# Baking porkchops for 200



## chocolate bar (Jun 24, 2015)

I am new to this thread an not sure how to go about this. I am playing an event for 200. I am serving glazed pork chops. I have seared them an put them in roasters with lids (30 per roaster)along with the juices etc from the pans. How long should I bake them to keep them from drying out?


----------



## chefaran (Jul 1, 2015)

how thick are they? how long will you hold them before service?


----------



## chocolate bar (Jun 24, 2015)

The event is actually over. They were about 1-11/2" thick. I bagged them in sets of 6 with some of their juice. I then boiled a large pot of water and dropped 2 bags at a time for about 25-30sec. I had my ovens preheated with the pans in [email protected] I added my pork chops to the pans as they came out of the water. I left them in the oven for about 15min. Due to the fact I was already using the convection oven for roasted potatoes I couldn't use that in the beginning, however I transferred them to the convection oven for about 5 min. to brown on the top. They turned out juicy and tender & I received many compliments. The ovens were larger than I expected and so were able to handle that capacity. I however am always open for any suggestions to improve.


----------



## chocolate bar (Jun 24, 2015)

This was suggested to me on another post.
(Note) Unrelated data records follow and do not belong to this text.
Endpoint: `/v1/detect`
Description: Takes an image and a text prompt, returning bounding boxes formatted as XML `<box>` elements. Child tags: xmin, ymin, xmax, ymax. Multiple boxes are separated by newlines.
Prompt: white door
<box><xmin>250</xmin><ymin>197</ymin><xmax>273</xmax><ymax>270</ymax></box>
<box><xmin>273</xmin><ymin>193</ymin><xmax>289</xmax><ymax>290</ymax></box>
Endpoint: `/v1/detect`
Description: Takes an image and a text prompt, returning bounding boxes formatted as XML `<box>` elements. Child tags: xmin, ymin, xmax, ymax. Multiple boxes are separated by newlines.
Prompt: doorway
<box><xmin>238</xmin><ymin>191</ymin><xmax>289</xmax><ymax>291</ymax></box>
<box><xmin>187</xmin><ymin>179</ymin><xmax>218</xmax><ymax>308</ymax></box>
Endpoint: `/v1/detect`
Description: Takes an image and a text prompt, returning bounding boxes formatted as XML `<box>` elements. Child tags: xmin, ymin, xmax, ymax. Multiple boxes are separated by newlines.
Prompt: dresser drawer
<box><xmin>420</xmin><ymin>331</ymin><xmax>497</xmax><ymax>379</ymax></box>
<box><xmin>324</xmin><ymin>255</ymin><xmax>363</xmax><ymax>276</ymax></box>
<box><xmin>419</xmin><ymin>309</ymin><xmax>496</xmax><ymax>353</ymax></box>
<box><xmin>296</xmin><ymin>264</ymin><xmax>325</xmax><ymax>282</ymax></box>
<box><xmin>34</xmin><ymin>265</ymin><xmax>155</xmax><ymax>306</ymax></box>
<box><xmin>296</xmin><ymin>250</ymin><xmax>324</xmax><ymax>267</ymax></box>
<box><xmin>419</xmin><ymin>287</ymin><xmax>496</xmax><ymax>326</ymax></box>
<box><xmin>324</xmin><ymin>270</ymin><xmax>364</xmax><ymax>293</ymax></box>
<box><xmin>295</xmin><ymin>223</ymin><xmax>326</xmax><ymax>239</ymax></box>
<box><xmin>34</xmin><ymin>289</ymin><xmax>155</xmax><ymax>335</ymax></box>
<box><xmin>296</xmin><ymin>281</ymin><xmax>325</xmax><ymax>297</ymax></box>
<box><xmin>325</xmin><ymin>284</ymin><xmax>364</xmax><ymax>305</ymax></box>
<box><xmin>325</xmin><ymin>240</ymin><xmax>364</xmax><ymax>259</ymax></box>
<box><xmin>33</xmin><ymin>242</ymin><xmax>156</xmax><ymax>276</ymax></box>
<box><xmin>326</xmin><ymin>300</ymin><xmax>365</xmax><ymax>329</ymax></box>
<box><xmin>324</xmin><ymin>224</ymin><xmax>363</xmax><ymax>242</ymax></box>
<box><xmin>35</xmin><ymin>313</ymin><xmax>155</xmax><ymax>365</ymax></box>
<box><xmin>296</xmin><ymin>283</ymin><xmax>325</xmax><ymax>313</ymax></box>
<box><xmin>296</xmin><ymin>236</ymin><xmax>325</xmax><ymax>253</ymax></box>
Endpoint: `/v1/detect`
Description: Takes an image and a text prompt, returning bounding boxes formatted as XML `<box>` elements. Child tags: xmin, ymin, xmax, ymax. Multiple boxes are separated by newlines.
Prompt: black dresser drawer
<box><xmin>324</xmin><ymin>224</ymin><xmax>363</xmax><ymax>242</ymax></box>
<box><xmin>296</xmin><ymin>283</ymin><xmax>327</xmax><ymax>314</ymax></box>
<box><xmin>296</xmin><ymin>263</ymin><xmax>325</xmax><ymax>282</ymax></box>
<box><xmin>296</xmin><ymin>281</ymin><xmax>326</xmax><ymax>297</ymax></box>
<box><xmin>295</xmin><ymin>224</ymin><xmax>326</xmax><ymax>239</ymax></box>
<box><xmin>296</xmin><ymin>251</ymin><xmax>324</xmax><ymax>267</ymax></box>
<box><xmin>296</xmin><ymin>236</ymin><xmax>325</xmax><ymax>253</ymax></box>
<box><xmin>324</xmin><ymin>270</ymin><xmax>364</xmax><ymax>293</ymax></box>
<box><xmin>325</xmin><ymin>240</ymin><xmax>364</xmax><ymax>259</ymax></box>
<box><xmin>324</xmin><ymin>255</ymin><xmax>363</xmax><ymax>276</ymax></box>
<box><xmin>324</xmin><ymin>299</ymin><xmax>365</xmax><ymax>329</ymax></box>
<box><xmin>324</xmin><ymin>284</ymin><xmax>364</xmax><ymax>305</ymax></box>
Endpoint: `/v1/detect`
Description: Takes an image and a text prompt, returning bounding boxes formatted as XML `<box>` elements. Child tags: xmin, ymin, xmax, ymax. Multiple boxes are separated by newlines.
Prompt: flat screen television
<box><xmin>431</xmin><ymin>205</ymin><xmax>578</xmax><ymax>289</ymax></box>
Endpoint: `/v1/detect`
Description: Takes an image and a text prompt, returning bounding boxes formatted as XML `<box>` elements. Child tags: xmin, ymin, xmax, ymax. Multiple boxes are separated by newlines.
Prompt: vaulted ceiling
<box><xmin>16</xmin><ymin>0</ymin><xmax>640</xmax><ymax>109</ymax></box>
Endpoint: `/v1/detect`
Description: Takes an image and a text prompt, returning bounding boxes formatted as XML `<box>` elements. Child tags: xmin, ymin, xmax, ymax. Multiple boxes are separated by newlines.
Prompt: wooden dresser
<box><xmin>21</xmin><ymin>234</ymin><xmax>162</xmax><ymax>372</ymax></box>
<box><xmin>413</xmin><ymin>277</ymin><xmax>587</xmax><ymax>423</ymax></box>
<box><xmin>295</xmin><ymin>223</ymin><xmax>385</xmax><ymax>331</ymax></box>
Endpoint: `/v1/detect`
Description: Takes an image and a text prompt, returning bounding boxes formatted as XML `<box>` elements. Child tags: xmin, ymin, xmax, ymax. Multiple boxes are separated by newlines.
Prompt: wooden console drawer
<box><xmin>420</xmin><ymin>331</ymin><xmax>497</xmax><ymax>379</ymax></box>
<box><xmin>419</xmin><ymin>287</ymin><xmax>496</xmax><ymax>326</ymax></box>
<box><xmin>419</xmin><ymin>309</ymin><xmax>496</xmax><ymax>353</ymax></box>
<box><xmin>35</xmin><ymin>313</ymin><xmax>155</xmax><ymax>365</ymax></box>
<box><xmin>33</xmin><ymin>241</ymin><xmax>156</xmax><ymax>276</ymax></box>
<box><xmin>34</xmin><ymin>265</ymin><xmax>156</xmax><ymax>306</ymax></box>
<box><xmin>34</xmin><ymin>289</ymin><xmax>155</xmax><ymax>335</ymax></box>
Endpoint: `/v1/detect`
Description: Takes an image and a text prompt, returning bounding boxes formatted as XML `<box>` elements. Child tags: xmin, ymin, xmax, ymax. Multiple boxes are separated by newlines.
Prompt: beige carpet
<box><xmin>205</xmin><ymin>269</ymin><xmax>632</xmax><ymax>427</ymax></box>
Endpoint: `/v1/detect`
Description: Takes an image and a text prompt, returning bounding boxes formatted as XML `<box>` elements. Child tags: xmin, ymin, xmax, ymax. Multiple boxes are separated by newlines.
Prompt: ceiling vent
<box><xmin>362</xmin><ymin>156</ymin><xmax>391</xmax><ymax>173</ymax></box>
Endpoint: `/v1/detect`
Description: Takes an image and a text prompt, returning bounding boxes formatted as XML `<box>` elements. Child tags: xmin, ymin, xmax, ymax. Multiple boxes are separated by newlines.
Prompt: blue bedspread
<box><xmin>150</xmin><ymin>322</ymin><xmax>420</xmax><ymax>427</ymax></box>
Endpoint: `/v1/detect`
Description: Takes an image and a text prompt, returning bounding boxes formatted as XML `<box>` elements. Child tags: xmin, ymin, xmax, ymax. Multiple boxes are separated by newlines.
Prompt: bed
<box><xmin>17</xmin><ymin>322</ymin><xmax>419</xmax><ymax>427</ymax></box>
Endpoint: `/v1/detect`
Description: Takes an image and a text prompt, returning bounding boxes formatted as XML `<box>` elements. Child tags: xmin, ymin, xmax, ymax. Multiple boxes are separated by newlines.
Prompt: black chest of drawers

The boiling them brought them to room/warm temperature.


----------



## nate (Aug 2, 2014)

so it sounds like you did a cook chill, then rethermed them in a bag in an oven (almost sous vide).  great ingenuity!

To skip the step of bagging, you could use a moisture controlled warming cabinet or steam table depending on the equipment you have available.  I have seen people do decent sized volumes of mac and cheese using a warming cabinet and the same procedure you used on the pork chops.  The warming cabinet will take longer but you don't have to stress over cooking and can occupy your time in other areas.


----------